O Natal, que festeja o nascimento de um Ser perfeito, supremo, na humildade, na simplicidade, a ter um pai a simbolizá-lo, não deve ser um obeso cavalheiro desengonçado a carregar um saco cheio de bonecos, gaitas ou outras coisas plásticas do género. Quanto mais o saco transborda mais o desvia do espírito de Natal. E não me venha com a treta de querer oferecer prendinhas as todas as crianças. Perguntar-lhe-ia então por que será que sempre o vemos em supermercados artisticamente decorados com milhares de luzes coloridas, nas ruas das cidades atulhadas de comércio e a fervilhar de ostentação, em escolas com visita pré anunciada, lado a lado com o palhaço – que até cobra cachê pela visita – e não o vemos nos caminhos de lama, nas ruas sem nome, entre as crianças sem sorriso, de tantas e tantas terras do mundo?
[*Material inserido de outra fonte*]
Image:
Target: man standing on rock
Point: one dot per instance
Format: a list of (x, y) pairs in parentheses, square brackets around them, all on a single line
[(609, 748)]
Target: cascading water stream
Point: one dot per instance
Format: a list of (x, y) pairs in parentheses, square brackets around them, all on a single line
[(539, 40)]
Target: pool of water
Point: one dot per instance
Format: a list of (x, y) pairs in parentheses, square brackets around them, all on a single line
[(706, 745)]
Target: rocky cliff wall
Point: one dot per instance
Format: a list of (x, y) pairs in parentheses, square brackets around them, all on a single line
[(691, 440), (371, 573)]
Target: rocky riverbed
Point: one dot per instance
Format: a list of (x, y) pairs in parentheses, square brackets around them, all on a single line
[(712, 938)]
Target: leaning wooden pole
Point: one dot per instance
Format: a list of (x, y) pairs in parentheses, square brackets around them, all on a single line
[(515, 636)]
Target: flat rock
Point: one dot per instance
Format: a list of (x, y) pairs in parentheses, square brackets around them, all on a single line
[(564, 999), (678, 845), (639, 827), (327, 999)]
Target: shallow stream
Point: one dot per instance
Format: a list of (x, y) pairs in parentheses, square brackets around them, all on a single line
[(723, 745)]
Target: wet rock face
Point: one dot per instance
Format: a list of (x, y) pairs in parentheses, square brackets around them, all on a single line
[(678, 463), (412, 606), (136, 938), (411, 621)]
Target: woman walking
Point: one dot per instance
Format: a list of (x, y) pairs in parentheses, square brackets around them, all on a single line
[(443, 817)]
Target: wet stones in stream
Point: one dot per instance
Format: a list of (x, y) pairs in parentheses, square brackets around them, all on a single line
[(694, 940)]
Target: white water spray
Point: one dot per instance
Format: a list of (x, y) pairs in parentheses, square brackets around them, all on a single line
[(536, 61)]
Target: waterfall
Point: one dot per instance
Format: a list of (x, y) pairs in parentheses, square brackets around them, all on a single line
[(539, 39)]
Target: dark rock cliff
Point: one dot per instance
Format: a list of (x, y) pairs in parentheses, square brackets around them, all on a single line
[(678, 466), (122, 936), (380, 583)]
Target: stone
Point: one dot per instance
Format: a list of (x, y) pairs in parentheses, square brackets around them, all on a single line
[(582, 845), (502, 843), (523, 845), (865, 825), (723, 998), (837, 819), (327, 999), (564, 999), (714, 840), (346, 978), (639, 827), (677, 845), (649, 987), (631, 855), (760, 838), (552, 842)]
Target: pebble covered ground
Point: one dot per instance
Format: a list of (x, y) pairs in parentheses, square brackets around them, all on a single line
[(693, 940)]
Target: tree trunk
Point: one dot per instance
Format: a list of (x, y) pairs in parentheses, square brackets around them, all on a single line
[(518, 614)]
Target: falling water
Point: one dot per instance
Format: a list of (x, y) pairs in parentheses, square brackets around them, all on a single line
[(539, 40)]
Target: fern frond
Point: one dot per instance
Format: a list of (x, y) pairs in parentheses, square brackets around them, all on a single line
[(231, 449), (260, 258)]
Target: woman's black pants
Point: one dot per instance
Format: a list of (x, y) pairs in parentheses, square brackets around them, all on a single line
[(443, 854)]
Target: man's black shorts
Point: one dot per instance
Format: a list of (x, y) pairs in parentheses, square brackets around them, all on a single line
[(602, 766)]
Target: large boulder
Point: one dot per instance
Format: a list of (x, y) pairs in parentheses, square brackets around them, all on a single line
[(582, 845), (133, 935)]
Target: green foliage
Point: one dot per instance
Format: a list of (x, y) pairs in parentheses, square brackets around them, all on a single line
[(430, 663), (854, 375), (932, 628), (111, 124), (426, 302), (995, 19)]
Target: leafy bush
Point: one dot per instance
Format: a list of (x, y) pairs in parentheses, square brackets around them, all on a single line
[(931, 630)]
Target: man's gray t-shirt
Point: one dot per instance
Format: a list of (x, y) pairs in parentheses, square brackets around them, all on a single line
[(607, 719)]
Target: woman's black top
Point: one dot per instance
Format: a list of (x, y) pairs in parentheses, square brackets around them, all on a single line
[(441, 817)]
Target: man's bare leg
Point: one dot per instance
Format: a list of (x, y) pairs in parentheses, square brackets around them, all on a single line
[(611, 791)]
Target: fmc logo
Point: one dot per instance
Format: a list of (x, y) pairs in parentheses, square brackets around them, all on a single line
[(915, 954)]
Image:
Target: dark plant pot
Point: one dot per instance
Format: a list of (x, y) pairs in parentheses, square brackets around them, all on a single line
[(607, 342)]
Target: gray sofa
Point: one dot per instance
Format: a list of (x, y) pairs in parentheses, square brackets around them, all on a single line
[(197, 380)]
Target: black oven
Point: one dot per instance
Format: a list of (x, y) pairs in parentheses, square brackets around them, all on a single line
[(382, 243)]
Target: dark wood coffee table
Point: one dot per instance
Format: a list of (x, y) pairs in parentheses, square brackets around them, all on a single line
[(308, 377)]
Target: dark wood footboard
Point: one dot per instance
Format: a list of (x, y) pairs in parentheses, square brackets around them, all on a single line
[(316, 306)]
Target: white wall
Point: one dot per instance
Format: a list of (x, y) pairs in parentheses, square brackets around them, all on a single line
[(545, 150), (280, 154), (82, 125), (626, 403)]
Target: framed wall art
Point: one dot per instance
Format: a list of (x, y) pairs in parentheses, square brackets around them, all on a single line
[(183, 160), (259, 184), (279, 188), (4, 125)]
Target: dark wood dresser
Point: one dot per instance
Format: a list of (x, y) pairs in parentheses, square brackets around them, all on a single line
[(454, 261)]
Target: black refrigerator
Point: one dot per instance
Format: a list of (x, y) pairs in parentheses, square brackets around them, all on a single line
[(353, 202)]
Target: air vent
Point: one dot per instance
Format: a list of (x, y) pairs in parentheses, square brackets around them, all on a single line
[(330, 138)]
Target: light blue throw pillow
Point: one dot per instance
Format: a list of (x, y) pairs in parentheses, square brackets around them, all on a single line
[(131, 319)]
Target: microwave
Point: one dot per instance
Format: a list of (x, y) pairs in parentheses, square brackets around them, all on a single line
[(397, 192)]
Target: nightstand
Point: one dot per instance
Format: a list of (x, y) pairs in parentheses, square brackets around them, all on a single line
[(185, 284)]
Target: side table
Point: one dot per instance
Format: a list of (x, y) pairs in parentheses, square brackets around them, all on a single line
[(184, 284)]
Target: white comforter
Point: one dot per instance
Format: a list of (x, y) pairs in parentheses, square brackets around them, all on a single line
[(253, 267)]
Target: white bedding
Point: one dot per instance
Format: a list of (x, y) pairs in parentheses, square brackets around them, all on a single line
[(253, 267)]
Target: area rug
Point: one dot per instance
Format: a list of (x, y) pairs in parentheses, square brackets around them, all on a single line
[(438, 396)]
Por que será, meu amigo, que só o vemos a dar uma pequenina volta pelo mundo num trenó, quando o mundo é bem maior?! A propósito, já experimentou andar de trenó, puxado por renas gordas e de pêlo farto, nas terras áridas de África, ou pelo chão regado de urina de uma favela da América do Sul?! Pois, nunca se apercebeu que esse meio de transporte das terras geladas não poderia simbolizar a sua universalidade!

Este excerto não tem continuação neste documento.